Sailors gather for a memorial service in honor of Chief Petty Officer Jason Finan on Nov. 10, 2016, at Naval Amphibious Base Coronado, Calif. Finan was killed in action Oct. 20, 2016, while deployed to Iraq supporting SEAL Team Five and Special Operations Task Force-Iraq. (Zachary Eshleman/U.S. Navy)

The families of three active-duty or former U.S. service members killed by the Islamic State are suing a French company that pleaded guilty to providing material support to the terrorist group.

The lawsuit alleges that Lafarge, a cement manufacturer based in Paris, helped fund the terror group’s deadly attacks by giving millions of dollars in bribes to them to keep a plant running during the Syrian civil war.

That funding “provided ISIS the seed capital it needed to transform from a fledgling militia in the early 2010s into a brutal terroristic behemoth with the capability and intent to kill Americans,” according to the lawsuit, which was filed Thursday in the federal Eastern District of New York.

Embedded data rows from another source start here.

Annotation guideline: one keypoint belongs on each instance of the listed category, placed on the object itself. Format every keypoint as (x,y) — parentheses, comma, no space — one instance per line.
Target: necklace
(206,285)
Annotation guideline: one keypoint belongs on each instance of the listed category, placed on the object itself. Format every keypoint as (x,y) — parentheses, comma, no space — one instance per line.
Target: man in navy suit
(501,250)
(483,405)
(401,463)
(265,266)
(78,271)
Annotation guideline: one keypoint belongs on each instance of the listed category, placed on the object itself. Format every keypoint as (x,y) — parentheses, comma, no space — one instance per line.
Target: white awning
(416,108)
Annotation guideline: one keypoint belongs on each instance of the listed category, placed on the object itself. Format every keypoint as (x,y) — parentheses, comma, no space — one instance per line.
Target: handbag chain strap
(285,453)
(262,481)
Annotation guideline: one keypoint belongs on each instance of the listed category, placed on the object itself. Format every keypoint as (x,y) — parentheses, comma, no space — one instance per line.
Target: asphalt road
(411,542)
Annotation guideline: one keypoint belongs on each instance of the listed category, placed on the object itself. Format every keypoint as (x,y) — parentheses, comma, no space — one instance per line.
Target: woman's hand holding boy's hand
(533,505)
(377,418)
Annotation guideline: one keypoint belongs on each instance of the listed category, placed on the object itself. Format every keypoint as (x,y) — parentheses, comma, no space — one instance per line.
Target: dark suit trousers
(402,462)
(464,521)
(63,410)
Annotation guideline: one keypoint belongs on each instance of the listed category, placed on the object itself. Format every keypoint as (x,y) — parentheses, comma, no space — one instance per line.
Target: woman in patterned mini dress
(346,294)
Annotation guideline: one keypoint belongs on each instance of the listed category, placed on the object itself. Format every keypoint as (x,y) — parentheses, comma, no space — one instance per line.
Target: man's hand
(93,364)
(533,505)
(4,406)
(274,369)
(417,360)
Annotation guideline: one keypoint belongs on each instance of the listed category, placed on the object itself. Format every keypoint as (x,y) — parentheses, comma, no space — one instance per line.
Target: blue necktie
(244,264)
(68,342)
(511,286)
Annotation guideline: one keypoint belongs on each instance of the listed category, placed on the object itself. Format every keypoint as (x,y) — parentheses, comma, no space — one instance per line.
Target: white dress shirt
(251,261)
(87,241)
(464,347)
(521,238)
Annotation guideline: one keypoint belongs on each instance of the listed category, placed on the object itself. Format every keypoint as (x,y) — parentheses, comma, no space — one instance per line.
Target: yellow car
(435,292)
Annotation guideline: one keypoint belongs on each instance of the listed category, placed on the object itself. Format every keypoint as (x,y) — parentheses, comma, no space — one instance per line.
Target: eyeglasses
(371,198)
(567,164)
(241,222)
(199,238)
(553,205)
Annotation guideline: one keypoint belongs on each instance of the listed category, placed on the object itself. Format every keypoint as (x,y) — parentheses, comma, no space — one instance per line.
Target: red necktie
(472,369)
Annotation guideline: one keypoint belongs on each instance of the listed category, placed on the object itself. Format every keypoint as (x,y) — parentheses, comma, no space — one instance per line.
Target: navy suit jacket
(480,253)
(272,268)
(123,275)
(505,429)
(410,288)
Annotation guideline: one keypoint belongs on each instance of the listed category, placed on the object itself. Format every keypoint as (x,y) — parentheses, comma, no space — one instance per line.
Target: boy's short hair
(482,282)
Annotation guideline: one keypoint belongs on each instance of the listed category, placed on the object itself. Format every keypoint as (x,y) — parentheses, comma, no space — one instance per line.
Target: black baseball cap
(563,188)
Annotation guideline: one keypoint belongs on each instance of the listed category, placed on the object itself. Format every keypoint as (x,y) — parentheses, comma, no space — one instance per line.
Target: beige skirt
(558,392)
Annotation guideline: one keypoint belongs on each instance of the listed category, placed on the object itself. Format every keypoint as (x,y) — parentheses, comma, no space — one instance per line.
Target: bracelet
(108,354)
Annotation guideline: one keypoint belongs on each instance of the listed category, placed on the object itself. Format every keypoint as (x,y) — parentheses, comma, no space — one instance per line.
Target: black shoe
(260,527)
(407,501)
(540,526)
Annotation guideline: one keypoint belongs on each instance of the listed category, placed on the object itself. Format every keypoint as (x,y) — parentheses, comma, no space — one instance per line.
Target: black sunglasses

The plaintiffs are the families of Chief Petty Officer Jason Finan, Senior Chief Petty Officer Scott Cooper Dayton and David Berry.

Finan and Dayton were members of Navy explosive ordnance disposal teams killed while fighting ISIS as part of the U.S. campaign against the group in 2016. Finan was killed in Iraq and Dayton died in Syria.

A memorial honors Chief Petty Officer Jason Finan at Naval Amphibious Base Coronado, Calif. Finan was killed in action Oct. 20, 2016, while deployed to Iraq. His family is now a plaintiff in a lawsuit arguing that French cement firm Lafarge helped fund the Islamic State group's deadly terror attacks that led to Finan's death.

A memorial honors Chief Petty Officer Jason Finan at Naval Amphibious Base Coronado, Calif. Finan was killed in action Oct. 20, 2016, while deployed to Iraq. His family is now a plaintiff in a lawsuit arguing that French cement firm Lafarge helped fund the Islamic State group's deadly terror attacks that led to Finan's death. (Zachary Eshleman/U.S. Navy)

Berry, a former Marine, was working in Libya as a civilian when he was killed in an attack on his hotel in 2015 by ISIS militants.

The civil lawsuit follows Lafarge’s guilty plea in October to conspiring to provide material aid to ISIS and the al-Nusrah Front, both U.S.-designated foreign terrorist organizations.

Lafarge agreed to pay $778 million in fines and forfeitures as part of the Justice Department’s first prosecution of a corporation for providing material support for terrorism, a department statement in October said.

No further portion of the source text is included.